Da qualche anno è calato un velo che ci aveva impedito di vedere quello che stava succedendo, che il fascismo si stava riorganizzando, che non aveva mai smesso di ardere sotto la cenere.
Quelli di oggi sono gli anni della disillusione: i fascisti sono tornati, occupano le maggiori cariche dello Stato, hanno smesso di nascondersi, è caduta quella ipocrisia che ha retto per anni le istituzioni del nostro Paese che era talmente democratico da potersi permettere che all’opposizione fuori da quello che veniva chiamato Arco Costituzionale potessero sopravvivere dei nostalgici che sarebbero stati comunque minoritari.
Oggi è il momento dell’unità: ci sono degli infiltrati che provano a rompere il fronte antifascista, ipotizzando improbabili alleanze al centro di cosiddetti volenterosi per spezzare il centrosinistra che sta cercando di lavorare per una larga alleanza progressista che possa vincere le prossime elezioni politiche.

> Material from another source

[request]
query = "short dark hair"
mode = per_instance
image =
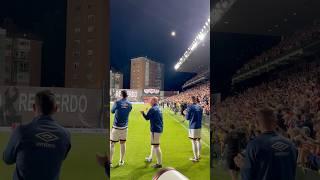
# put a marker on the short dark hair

Ma a votare poi bisogna andare. Perché ogni astensione è un regalo a questa destra fascista e populista: il voto ce lo hanno regalato coloro che andarono a combattere in montagna 80 anni fa.
Oggi dobbiamo andare alle urne: astenersi significa essere indifferenti, delegare agli altri le decisioni.
Non possiamo permettere che venga toccata la nostra Costituzione, non dobbiamo dividerci, dobbiamo tornare a partecipare.
Altrimenti vincono quelli che oggi stanno distruggendo il nostro Paese.